Cultura

El monje que descubrió el misterio de la genética

Se llamaba Gregor Mendel y pasó del escarnio a la gloria. En su época fue víctima de la indiferencia, pero hoy sus descubrimientos son considerados aportes científicos insoslayables.

Todo empezó en el mes de abril de 1865, cuando un monje presentó su trabajo de 40 páginas a la Sociedad Científica de Brun, en Austria-Hungría. En dicha ciudad estaba ubicado el monasterio de la orden de San Agustín a la que Johann Gregor Mendel, el hombre en cuestión, pertenecía. En ese trabajo, Mendel resumía sus opiniones después de más de 20 pacientes años de observar la forma como se producía la transmisión de los caracteres hereditarios en las plantas, que él cultivaba en el jardín del monasterio.

Todos los jardineros y agricultores utilizaban intuitivamente este mecanismo para producir nuevas variedades vegetales. Pero nadie, hasta Mendel, había aventurado que el proceso era matemático y que leyes precisas controlaban la herencia. Desde la más profunda intimidad de la célula, los genes controlan el proceso de la transmisión de los factores hereditarios. Así se descubrió que, en la división celular, tienen fundamental importancia unos microscópicos elementos, los cromosomas que ejercen el control de los organismos vivos. El ADN selecciona algunos datos genéticos, los combina, y prepara un programa completo de producción de materia viviente: las células cumplen ese programa y de sus infinitas subdivisiones surgen las características de cada ser vivo. Cuando misteriosamente los genes dejan de emitir órdenes o equivocan sus indicaciones surgen, por ejemplo, plantas incomprensibles, niños con seis dedos o imprevistos albinos.

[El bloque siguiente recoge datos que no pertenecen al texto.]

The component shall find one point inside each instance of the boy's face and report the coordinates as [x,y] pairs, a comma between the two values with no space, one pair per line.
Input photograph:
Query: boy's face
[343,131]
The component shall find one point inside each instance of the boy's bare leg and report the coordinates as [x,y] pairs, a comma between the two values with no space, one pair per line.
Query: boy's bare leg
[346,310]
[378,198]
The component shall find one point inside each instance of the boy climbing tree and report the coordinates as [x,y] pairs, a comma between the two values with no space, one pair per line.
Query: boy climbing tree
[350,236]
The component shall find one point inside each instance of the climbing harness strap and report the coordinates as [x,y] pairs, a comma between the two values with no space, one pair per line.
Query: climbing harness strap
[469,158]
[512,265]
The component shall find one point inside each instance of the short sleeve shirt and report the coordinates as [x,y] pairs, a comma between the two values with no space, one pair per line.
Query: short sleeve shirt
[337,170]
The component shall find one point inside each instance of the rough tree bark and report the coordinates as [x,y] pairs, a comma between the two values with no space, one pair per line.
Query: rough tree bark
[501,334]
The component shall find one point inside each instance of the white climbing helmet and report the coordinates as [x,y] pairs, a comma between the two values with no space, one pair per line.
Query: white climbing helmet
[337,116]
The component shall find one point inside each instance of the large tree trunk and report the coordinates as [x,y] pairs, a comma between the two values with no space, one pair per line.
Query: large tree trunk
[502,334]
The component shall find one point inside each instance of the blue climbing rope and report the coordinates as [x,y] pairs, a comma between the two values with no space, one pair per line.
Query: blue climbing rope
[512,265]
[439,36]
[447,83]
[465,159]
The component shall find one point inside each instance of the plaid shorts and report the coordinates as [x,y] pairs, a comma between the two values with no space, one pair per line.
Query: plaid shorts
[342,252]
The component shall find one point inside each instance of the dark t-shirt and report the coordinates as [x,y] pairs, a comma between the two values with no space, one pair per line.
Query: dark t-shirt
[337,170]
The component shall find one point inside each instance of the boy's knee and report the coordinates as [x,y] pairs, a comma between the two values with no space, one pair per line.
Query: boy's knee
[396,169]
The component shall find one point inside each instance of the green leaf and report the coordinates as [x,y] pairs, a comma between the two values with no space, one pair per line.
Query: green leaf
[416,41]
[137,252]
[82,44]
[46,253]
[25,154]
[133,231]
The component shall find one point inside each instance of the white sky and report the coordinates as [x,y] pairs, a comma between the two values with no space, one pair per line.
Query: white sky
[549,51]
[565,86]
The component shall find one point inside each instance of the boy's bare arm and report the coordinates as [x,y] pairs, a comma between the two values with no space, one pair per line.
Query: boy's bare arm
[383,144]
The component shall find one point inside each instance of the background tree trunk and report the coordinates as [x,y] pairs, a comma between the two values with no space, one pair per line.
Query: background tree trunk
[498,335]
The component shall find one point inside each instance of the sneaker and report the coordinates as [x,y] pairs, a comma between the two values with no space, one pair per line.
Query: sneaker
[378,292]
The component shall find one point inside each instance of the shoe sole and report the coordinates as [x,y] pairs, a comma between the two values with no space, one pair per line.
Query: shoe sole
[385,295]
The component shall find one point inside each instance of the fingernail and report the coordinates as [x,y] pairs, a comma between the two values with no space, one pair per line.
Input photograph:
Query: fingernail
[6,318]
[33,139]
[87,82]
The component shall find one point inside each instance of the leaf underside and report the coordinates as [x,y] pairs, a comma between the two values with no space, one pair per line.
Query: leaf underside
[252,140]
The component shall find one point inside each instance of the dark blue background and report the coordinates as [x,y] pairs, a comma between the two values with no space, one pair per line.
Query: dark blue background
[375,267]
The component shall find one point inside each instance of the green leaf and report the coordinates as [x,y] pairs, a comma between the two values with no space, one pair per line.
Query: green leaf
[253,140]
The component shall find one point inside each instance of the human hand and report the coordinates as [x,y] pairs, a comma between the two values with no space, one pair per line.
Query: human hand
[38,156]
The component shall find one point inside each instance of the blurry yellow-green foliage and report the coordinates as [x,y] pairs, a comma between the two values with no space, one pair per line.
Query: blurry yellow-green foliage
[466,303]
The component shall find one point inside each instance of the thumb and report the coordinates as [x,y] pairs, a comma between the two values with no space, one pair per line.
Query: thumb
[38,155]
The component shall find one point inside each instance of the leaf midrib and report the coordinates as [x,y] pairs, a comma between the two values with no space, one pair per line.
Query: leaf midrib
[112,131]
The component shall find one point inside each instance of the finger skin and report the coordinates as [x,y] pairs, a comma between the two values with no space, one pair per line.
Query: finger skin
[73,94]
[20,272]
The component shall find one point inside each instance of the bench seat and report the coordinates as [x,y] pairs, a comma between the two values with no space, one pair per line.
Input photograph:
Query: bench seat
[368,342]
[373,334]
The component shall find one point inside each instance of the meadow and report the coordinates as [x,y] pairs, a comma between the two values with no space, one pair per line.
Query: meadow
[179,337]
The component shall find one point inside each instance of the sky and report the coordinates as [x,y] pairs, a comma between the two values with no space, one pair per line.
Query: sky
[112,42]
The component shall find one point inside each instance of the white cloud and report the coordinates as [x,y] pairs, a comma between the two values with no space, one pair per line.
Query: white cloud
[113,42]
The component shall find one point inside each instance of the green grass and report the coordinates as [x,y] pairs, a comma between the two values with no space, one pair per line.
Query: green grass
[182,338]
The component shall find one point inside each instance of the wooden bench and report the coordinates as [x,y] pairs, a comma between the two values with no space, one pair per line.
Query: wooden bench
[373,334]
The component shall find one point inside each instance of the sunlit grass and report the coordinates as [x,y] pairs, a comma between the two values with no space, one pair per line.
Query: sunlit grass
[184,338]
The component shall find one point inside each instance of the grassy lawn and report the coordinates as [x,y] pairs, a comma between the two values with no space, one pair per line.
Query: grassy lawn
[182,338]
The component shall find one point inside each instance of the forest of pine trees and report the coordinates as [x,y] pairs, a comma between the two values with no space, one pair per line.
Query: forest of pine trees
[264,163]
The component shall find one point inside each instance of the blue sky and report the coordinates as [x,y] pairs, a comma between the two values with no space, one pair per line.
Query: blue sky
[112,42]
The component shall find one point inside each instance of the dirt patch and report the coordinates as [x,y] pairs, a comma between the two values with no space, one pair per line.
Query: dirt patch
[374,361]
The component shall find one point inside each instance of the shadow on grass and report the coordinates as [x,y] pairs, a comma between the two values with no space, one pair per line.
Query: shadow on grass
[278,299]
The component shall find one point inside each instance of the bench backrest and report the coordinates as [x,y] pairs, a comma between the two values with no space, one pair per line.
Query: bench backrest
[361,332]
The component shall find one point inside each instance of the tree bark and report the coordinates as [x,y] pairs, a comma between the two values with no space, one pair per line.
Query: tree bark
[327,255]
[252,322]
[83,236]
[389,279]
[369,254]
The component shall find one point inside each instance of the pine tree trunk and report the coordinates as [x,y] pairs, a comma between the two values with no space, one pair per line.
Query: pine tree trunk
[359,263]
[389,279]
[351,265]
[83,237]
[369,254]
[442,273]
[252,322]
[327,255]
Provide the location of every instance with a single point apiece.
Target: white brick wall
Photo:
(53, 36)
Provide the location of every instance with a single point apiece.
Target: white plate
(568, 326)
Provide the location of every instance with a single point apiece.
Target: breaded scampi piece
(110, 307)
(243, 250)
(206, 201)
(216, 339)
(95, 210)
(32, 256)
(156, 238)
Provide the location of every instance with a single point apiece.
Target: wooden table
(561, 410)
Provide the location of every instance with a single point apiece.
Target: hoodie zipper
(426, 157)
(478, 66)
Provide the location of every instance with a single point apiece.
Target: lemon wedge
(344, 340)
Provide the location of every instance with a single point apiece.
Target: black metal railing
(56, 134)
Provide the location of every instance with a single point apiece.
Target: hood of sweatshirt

La presentación ante la Sociedad Científica no tuvo ninguna resonancia, nadie otorgó importancia a sus opiniones, el trabajo quedó arrumbado en un cajón. Sin embargo, en esas 40 páginas de minuciosa caligrafía comenzaba a desentrañarse el misterio de la creación de la vida. 35 años después, tres importantes científicos europeos redescubrieron casi simultáneamente el trabajo de Mendel y lo confrontaron con sus propias investigaciones. Las conclusiones coincidían asombrosamente. La ciencia reconoció las leyes de Mendel y le otorgó los honores que se reservan a los grandes. Pero el monje nunca lo supo: había muerto en 1884.